Das Leben mit ME/CFS sei wie einen kaputten Akku zu haben, beschreiben Betroffene das Gefühl. „Ich finde dieses Bild auch sehr zutreffend. Die Energie lädt einfach nie richtig auf. Hinzu kommt eine Mischung aus einer Art Kater und betrunken sein, gepaart mit dem Gefühl eines grippalen Infekts“, erklärt Sarah Kanawin, die einen Rollstuhl braucht, um nicht alle Energie beim Gehen aufzubrauchen. Es gebe definitiv bessere und schlechtere Tage.

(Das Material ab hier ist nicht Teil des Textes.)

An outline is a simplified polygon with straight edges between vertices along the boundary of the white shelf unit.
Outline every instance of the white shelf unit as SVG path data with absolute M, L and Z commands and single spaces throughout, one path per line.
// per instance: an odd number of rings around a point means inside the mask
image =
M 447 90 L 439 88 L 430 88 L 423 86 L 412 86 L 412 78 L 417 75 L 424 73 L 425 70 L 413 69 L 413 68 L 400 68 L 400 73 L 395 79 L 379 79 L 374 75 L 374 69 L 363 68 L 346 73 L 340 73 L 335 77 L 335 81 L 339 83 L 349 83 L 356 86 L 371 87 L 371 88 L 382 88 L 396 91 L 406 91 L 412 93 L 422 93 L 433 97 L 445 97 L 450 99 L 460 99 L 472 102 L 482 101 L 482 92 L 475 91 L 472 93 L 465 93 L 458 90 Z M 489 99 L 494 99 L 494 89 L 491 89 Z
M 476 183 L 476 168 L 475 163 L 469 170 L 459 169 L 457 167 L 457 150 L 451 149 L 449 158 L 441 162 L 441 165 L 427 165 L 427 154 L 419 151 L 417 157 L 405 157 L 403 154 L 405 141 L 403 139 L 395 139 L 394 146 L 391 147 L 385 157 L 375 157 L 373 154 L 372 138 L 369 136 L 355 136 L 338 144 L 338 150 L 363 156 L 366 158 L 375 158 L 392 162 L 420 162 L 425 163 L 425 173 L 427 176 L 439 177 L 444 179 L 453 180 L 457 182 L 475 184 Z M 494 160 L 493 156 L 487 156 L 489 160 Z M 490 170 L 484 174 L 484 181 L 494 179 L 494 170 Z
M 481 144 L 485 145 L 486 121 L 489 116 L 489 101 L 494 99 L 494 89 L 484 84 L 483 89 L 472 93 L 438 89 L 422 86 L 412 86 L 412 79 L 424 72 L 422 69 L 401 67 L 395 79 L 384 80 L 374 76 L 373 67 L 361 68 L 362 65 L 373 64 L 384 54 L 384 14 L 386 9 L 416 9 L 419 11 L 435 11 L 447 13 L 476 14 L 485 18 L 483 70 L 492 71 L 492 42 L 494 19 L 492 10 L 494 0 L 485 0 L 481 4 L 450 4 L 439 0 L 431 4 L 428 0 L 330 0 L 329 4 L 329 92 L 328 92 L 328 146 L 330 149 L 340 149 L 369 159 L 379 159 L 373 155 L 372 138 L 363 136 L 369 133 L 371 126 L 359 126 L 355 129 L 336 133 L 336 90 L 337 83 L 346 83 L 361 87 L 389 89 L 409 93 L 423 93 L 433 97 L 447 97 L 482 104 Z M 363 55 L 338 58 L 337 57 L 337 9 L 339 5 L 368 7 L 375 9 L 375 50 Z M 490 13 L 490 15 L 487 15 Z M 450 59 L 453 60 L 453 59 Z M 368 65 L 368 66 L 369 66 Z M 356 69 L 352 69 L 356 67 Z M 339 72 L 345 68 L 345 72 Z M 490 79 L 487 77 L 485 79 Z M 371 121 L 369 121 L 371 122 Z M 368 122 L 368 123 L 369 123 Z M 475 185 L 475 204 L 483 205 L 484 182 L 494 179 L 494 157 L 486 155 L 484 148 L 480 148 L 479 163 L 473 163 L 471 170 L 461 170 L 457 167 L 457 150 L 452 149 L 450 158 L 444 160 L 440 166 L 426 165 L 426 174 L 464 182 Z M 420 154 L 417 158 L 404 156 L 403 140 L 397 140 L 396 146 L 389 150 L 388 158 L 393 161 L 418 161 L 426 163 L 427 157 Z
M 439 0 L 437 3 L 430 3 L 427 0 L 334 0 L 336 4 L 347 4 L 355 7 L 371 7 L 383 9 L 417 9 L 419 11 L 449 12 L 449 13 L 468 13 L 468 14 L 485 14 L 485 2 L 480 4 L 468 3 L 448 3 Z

„Wenn ich über meine Grenzen gehe, zum Beispiel durch einen Arzttermin, dann ist der nächste Tag meistens gar nicht gut. Und das kann, je nachdem, wie sehr ich mich überanstrengt habe, auch länger andauern. Auch Infekte haben mich über den Winter zwei Mal sehr zurückgeworfen. Und das, obwohl ich sehr vorsichtig war, ich sowieso nicht viele Menschen sehen kann und noch sehr oft Maske trage.“
Aufgrund ihrer Krankheit kann sie ihren Beruf nicht mehr ausüben. Sie habe im Gegensatz zu anderen ME/CFS-Betroffenen aber immerhin das Glück, dass sie überhaupt Pflegegeld bekomme.
Dass über die Krankheit noch wenig bekannt ist, führt Sarah Kanawin auch darauf zurück, dass mehrheitlich Frauen betroffen sind: „Ich bin mir mittlerweile eigentlich sicher, dass das eine Rolle spielt. Es gibt ja einige Studien, die belegen, dass Frauen mit Schmerzen weniger ernst genommen werden, außerdem später und dann weniger Schmerzmittel bekommen, und dass Frauen allgemein weniger ernst genommen werden.“
Weltweit wird am 12. Mai auf ME/CFS aufmerksam gemacht. In Österreich findet vor dem Parlament ab 10 Uhr eine Protestaktion statt. Unter dem Motto „#unversorgtseit1969“, als Referenz auf die Anerkennung der Erkrankung durch die Weltgesundheitsorganisation WHO seit 1969, machen die Betroffenen und ihre Angehörigen auf die schlechte Versorgungslage aufmerksam.
Aufgestellte Schuhe und Botschaften sollen für die Betroffenen stehen, die zu krank sind, um zu protestieren und sich für ihre Rechte einzusetzen. Zudem werden Sehenswürdigkeiten und Gebäude am Welt-ME/CFS-Tag blau beleuchtet.